Question: Do you write the check for the price of the item (found on the price sticker on the box), or do you write the check for the price + tax?
Consider: Money is no object to either party. What is the principle of the thing?
If money is no object and they delivered it, you write the check for the purchase price plus tax, rounded up to the closest nice round amount. If it totals $38, the check is for $40.
Then they refuse the check, and so you take them out for dinner instead.
Since they made the offer, and money isn’t an issue, I’d skip the check* and invite them out to dinner. It probably makes your friends feel good to do this for you, and reimbursement takes something away from that.
*If you absolutely feel you must, give them cash, not a check.
Another vote for the dinner option. Or something else which isn’t cash or readily convertible back to cash. (Like assistance in painting/wallpapering a bedroom or something).
I’d try to give them the money for it (sticker price plus tax, rounded up to the next dollar) but if they really, really refused, then I’d say I absolutely insisted on taking them for lunch/dinner/movies/whatever, not as payment but as a thank-you for doing me a big favor that would have cost a lot more time & money if I’d just bought the item and hired a taxi to transport it home.
Agree on buying them dinner or drinks instead. With friends that helped me move I’d usually take them out for something afterwards. I’d never accept cash or checks from a friend if I offered first to give them the item.
I’d refuse payment for a thing I offered to give you in the first place. Of course, since you’re my friend, I’d hardly refuse a dinner invitation.
If your friend lives too far away from you to conveniently invite to dinner, you might “happen” to acquire a gift card for a restaurant that you’d never find the time to patronize yourself, but which you thought they might enjoy…
I think it also depends on how close the friends are. If they’re sort of friendly aquaintances then take them out to dinner or send them a gift, something they would very much enjoy, such as tickets to a sporting event, a concert, or a special museum gallery presentation.
If they’re really tight friends you can do the above or just return the favor. With my very close friends, favors are flying back and forth all the time. If I do a favor for a close friend and they offer something in return I just tell them it’ll come out in the wash because I know I’ll need help wth something and they’ll be the first to be there and vice versa.

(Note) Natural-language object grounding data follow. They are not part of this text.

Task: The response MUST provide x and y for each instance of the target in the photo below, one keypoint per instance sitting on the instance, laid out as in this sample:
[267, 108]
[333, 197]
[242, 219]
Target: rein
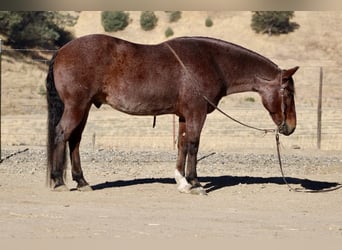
[210, 102]
[276, 131]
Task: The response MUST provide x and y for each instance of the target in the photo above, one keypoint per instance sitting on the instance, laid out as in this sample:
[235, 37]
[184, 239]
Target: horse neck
[249, 66]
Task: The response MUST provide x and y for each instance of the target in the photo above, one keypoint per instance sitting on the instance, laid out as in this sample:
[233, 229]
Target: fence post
[319, 109]
[0, 93]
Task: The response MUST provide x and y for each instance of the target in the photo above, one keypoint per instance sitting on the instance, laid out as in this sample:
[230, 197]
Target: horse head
[278, 98]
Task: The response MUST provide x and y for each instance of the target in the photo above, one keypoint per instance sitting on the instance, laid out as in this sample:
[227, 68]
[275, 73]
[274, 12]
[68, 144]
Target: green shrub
[114, 20]
[169, 32]
[273, 22]
[209, 22]
[148, 20]
[174, 16]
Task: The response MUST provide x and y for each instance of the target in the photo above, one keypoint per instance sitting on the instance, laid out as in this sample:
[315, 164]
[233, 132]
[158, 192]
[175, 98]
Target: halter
[282, 90]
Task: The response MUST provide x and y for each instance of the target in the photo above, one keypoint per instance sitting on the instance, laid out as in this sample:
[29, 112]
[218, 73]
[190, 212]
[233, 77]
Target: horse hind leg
[70, 120]
[74, 144]
[183, 185]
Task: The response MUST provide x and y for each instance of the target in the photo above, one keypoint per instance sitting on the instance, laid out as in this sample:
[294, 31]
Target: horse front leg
[183, 185]
[188, 143]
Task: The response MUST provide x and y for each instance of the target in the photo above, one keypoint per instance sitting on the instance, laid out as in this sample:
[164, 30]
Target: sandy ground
[135, 197]
[131, 167]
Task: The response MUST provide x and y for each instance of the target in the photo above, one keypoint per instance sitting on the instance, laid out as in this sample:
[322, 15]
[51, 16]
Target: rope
[252, 127]
[209, 101]
[13, 154]
[299, 190]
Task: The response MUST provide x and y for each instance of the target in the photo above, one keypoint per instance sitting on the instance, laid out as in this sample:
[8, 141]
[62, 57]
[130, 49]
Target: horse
[184, 76]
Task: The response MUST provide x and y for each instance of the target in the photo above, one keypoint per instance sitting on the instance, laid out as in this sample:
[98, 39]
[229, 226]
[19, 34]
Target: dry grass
[316, 43]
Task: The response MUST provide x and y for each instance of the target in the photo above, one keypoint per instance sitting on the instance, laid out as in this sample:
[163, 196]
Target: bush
[114, 20]
[169, 32]
[174, 16]
[148, 20]
[273, 22]
[209, 22]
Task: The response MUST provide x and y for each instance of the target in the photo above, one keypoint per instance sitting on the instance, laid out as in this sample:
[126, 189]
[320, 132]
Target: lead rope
[252, 127]
[209, 101]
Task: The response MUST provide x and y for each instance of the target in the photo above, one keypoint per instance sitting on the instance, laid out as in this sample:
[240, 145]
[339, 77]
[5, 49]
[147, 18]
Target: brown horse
[150, 80]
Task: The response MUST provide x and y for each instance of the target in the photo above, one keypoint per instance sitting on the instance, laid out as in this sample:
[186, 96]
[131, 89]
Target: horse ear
[289, 72]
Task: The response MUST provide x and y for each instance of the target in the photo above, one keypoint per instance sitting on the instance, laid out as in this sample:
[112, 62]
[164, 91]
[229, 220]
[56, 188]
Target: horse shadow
[213, 183]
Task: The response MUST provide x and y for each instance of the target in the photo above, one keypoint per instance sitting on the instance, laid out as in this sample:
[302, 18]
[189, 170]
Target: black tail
[55, 112]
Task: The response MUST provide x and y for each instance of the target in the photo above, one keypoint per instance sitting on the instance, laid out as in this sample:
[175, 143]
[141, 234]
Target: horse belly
[138, 101]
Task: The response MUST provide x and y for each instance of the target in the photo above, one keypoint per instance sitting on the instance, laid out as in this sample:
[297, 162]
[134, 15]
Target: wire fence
[24, 118]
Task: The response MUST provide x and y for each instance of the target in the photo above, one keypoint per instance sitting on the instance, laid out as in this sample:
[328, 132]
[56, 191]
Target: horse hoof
[85, 188]
[186, 189]
[61, 188]
[198, 191]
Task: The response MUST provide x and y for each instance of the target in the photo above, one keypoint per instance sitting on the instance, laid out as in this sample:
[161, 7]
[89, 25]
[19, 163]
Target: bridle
[276, 131]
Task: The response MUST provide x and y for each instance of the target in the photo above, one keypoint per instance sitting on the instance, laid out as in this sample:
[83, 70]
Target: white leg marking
[183, 184]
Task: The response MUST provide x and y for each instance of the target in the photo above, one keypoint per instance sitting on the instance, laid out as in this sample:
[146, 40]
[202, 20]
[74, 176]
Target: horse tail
[55, 111]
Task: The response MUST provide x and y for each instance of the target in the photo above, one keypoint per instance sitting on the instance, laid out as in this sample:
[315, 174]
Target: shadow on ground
[214, 183]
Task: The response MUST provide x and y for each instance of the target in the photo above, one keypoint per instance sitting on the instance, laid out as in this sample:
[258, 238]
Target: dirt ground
[135, 197]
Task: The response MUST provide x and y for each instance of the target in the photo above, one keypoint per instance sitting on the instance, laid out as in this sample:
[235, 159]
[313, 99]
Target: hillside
[315, 44]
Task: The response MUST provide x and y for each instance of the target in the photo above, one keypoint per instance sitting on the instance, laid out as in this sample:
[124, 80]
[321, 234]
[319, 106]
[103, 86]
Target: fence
[318, 95]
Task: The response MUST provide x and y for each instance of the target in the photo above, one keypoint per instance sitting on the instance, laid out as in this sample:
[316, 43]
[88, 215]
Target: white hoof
[61, 188]
[183, 185]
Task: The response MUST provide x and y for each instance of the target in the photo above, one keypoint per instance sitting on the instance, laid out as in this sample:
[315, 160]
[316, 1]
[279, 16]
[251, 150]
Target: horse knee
[193, 147]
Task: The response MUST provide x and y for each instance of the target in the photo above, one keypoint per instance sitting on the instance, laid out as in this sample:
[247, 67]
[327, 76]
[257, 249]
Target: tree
[148, 20]
[273, 22]
[114, 20]
[39, 29]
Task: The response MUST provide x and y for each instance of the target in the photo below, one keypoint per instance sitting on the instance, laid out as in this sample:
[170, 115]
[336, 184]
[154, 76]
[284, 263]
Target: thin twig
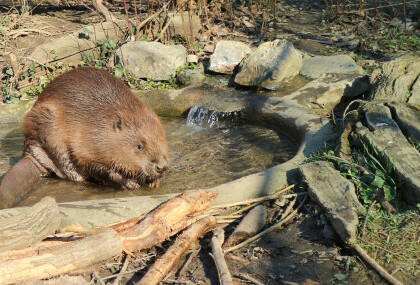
[366, 217]
[270, 229]
[216, 242]
[391, 279]
[123, 269]
[162, 32]
[288, 209]
[348, 106]
[127, 272]
[249, 278]
[98, 278]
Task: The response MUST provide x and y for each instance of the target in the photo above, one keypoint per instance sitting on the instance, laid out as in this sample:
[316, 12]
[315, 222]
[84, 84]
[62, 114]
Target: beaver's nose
[161, 168]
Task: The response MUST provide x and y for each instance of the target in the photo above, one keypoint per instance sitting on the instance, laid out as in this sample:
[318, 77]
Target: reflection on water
[200, 158]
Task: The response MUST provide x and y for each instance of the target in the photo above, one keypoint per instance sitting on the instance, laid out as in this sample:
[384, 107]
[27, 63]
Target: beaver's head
[137, 146]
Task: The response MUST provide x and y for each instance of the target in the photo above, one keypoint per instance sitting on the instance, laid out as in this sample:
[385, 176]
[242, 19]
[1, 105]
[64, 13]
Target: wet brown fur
[86, 126]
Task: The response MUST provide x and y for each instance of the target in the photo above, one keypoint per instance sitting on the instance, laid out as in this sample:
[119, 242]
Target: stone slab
[338, 64]
[335, 194]
[383, 133]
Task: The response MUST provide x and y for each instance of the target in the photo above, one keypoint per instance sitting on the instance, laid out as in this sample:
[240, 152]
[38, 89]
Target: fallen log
[250, 225]
[58, 260]
[30, 226]
[164, 265]
[159, 224]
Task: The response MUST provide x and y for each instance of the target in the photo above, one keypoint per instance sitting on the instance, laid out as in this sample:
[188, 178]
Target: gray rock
[71, 47]
[180, 25]
[385, 136]
[335, 194]
[408, 119]
[327, 91]
[338, 64]
[227, 56]
[151, 59]
[269, 65]
[192, 77]
[400, 80]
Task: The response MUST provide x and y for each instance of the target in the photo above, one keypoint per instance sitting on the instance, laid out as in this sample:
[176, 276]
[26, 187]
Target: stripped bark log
[250, 225]
[158, 225]
[31, 226]
[165, 264]
[58, 260]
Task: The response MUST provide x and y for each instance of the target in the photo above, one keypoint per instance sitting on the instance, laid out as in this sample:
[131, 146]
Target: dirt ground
[306, 251]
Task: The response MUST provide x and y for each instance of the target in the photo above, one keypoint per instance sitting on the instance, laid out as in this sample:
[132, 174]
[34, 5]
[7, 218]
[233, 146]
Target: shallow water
[199, 158]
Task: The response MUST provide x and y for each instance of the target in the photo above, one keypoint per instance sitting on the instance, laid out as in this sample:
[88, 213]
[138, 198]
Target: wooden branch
[123, 269]
[58, 260]
[30, 226]
[164, 265]
[219, 258]
[391, 279]
[251, 224]
[249, 278]
[270, 229]
[103, 10]
[159, 225]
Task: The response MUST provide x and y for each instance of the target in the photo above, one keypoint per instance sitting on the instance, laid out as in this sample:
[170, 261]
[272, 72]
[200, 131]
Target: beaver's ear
[117, 124]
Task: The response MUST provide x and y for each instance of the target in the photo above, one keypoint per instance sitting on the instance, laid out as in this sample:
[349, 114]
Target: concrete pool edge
[284, 113]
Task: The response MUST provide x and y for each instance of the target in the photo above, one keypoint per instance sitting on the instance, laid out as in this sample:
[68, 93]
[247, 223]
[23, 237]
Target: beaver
[87, 125]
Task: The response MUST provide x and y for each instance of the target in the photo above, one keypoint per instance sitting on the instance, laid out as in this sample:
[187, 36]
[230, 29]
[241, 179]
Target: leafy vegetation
[390, 228]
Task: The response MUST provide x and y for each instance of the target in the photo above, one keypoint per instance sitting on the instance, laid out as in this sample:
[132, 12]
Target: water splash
[207, 118]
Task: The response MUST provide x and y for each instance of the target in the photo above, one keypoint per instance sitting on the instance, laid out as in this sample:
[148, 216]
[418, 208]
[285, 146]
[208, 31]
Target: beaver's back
[88, 88]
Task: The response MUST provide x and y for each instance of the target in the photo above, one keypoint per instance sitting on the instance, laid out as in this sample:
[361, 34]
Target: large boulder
[271, 64]
[327, 91]
[400, 80]
[151, 59]
[314, 67]
[227, 56]
[383, 134]
[184, 26]
[336, 195]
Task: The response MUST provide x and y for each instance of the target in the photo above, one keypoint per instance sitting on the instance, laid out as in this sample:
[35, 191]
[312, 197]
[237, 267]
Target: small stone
[209, 48]
[271, 64]
[192, 58]
[227, 56]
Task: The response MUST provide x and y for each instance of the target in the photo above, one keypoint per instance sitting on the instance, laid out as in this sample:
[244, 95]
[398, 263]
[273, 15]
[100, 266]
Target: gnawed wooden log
[250, 225]
[53, 261]
[30, 226]
[158, 225]
[164, 265]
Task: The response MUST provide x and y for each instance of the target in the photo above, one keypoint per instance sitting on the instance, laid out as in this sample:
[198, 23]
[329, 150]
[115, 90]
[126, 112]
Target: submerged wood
[219, 258]
[47, 262]
[253, 222]
[158, 225]
[164, 265]
[30, 226]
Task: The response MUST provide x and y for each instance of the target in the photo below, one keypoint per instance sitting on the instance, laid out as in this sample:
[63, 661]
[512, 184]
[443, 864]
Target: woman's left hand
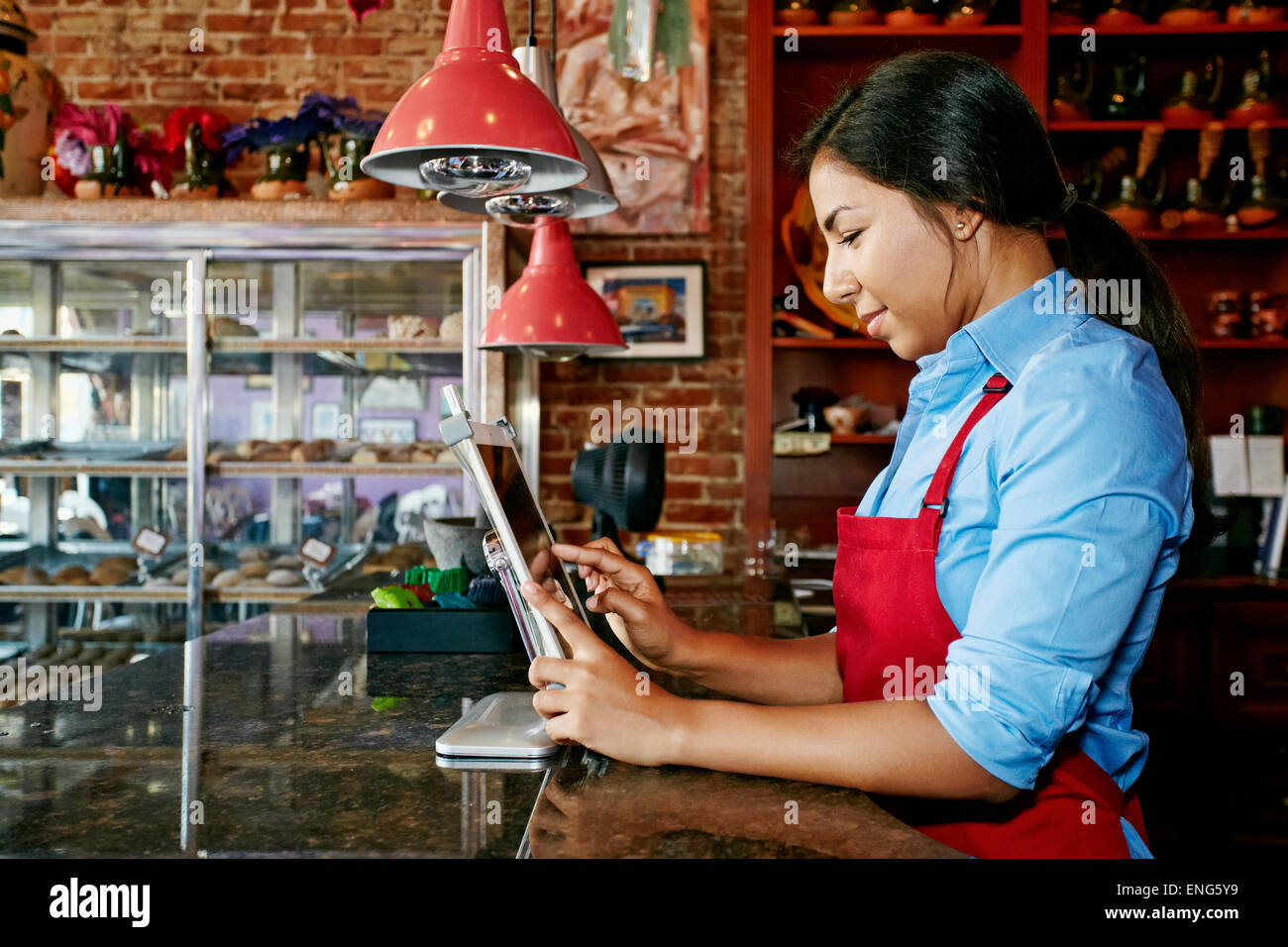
[604, 703]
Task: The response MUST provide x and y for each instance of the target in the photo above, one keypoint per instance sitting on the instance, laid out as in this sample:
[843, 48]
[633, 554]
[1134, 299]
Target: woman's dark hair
[952, 111]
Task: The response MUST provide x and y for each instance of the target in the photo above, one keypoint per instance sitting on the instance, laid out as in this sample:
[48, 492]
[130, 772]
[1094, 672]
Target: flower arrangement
[193, 140]
[102, 153]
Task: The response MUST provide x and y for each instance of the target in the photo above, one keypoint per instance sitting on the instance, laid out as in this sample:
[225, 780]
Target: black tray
[489, 630]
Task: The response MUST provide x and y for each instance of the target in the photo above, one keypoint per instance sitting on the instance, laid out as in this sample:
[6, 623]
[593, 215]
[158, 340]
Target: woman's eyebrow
[831, 218]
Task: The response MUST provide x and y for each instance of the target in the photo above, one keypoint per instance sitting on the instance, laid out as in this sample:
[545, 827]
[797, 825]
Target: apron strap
[934, 506]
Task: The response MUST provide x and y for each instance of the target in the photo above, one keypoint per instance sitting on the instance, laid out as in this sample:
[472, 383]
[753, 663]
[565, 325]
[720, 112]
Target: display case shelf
[111, 363]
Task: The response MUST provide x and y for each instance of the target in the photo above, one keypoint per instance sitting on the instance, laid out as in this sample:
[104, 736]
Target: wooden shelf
[54, 343]
[174, 470]
[1162, 30]
[1183, 235]
[252, 468]
[246, 343]
[880, 30]
[123, 210]
[862, 440]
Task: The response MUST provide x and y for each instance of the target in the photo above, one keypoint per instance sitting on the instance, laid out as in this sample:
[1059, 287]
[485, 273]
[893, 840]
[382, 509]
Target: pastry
[25, 575]
[308, 454]
[283, 578]
[452, 328]
[412, 328]
[271, 454]
[108, 574]
[226, 326]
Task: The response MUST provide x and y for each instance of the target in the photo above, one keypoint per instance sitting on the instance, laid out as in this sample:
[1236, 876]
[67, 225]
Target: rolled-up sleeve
[1083, 478]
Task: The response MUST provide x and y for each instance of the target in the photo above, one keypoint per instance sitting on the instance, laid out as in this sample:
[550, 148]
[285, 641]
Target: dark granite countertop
[262, 738]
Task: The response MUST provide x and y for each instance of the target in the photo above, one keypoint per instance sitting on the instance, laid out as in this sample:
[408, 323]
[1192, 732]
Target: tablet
[518, 548]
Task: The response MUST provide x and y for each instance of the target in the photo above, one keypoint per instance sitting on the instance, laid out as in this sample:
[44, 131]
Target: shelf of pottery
[313, 453]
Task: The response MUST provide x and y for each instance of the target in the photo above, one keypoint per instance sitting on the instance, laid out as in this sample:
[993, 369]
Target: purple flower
[71, 154]
[362, 124]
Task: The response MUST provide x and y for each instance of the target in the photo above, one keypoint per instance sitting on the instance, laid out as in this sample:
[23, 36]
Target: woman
[999, 583]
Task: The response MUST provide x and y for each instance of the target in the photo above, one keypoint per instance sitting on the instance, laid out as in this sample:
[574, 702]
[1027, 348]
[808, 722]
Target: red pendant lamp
[550, 311]
[475, 124]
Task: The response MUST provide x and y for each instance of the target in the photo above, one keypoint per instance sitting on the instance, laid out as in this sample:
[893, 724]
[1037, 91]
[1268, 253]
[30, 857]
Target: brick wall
[262, 56]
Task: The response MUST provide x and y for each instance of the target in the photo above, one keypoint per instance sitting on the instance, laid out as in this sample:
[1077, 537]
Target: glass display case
[318, 354]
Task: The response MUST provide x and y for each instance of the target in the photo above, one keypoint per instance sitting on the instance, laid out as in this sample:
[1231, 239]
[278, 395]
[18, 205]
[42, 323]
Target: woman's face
[885, 261]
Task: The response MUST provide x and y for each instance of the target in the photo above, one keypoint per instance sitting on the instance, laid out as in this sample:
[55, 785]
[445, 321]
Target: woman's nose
[838, 283]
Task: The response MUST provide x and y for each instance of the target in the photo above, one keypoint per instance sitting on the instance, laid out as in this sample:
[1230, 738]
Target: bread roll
[227, 579]
[283, 578]
[69, 575]
[271, 454]
[25, 575]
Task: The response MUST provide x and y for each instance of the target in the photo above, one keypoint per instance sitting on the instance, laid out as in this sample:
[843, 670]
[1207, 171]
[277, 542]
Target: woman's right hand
[629, 596]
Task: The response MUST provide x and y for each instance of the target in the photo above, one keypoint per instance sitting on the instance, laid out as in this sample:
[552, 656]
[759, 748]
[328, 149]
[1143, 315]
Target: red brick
[277, 47]
[348, 46]
[697, 513]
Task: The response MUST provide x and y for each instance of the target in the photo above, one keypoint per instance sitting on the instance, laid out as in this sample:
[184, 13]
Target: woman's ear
[965, 222]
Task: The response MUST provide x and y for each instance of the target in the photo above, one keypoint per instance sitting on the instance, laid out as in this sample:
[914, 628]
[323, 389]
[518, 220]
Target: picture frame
[660, 305]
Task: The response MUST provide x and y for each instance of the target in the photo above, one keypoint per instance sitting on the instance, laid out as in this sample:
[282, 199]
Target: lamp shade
[593, 196]
[476, 103]
[550, 311]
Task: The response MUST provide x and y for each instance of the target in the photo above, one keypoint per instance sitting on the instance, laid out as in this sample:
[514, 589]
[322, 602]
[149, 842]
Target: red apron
[889, 616]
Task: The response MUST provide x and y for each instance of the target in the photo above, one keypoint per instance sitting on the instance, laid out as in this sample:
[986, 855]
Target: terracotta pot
[29, 97]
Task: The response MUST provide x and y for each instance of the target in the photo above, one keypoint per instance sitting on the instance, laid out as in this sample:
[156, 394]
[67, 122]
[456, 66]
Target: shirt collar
[1009, 334]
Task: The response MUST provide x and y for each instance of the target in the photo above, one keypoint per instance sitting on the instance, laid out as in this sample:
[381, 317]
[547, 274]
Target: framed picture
[660, 307]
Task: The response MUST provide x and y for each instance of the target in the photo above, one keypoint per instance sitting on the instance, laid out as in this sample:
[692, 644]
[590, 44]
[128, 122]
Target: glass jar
[1225, 313]
[284, 175]
[682, 553]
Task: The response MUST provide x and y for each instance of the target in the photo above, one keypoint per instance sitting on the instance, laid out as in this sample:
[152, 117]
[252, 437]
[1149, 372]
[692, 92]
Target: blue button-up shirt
[1065, 515]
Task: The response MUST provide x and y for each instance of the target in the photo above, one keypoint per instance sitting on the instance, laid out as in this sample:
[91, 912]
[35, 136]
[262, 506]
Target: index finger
[622, 571]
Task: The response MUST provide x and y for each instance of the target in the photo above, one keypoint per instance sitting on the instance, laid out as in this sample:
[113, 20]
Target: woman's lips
[874, 320]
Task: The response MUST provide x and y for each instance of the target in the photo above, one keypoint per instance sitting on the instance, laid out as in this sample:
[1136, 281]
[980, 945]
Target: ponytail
[940, 108]
[1099, 245]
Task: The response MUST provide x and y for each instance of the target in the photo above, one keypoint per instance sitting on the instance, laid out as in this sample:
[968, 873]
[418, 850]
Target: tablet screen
[526, 521]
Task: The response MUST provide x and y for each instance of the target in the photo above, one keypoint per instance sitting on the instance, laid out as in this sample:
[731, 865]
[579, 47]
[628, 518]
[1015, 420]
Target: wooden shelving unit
[1207, 625]
[794, 71]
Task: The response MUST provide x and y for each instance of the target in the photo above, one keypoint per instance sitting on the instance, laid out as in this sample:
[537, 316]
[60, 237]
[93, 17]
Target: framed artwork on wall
[660, 307]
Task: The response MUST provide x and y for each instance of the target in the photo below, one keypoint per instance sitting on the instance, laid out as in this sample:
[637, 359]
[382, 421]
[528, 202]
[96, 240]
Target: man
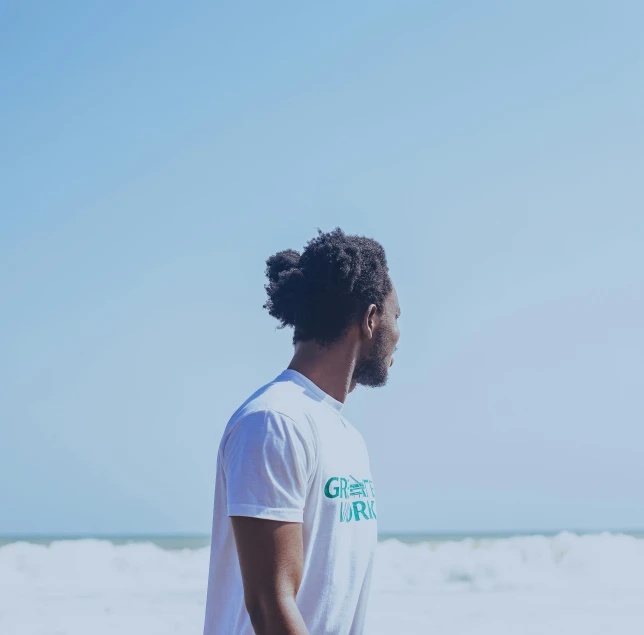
[294, 528]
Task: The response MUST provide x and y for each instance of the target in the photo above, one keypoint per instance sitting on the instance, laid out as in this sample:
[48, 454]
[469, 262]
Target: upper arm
[271, 560]
[270, 557]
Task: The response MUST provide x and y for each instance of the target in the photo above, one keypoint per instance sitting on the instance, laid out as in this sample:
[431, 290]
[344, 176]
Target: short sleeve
[267, 460]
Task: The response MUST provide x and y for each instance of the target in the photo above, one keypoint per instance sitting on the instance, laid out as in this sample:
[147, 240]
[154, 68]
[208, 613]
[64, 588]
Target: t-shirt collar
[292, 375]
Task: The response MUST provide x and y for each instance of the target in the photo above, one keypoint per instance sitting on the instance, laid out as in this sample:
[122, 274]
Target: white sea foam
[564, 585]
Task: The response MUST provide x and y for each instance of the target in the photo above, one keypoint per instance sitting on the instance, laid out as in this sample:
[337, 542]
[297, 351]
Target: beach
[561, 585]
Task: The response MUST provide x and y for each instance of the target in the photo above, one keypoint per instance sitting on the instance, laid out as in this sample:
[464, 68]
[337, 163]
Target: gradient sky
[154, 154]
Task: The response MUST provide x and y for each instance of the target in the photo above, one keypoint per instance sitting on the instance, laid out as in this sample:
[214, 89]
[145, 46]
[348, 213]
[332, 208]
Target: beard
[373, 370]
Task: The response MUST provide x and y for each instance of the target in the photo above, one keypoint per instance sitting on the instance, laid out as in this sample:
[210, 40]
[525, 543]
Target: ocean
[561, 584]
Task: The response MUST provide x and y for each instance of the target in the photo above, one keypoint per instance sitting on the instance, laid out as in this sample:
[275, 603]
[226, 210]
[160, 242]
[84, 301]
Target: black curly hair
[321, 292]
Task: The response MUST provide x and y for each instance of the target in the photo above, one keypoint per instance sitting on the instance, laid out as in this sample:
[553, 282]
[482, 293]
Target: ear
[369, 321]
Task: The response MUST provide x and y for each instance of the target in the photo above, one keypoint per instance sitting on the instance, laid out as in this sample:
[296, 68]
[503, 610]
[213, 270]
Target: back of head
[321, 292]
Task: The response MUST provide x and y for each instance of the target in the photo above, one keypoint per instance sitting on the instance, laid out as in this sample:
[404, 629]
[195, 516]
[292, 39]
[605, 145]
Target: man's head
[338, 293]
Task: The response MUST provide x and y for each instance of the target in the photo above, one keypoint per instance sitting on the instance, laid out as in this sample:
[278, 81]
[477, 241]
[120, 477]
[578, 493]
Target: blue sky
[153, 156]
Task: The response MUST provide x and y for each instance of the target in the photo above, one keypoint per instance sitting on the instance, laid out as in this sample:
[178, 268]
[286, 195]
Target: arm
[271, 559]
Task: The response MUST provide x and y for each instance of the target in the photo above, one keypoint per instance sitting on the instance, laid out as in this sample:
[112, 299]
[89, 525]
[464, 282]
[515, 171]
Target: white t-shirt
[288, 454]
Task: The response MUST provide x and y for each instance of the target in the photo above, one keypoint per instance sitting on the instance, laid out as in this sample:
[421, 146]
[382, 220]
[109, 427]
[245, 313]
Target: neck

For instance, a friend of mine lives out of town and is an electrician. I needed work done and could not afford the cost of one. He came up for the night, I put he and his kid up, fed them, kept my buddy in beer and we had a little party* that night. That’s all the payment he needed. I got my work done and he had a grand time at no charge. It all comes out in the wash.
ETA: Not that kind of party, you perverts.
When I do vet stuff for my friends I always turn down $, they then buy me dinner/drinks/whatever on some future occasion. The books always seem
to balance nicely.
It wouldn’t occur to me to include tax, so if I were insistent upon writing a check, it would be for the purchase price.
Of course, I wouldn’t be writing a check, I’d be taking them out to dinner or something.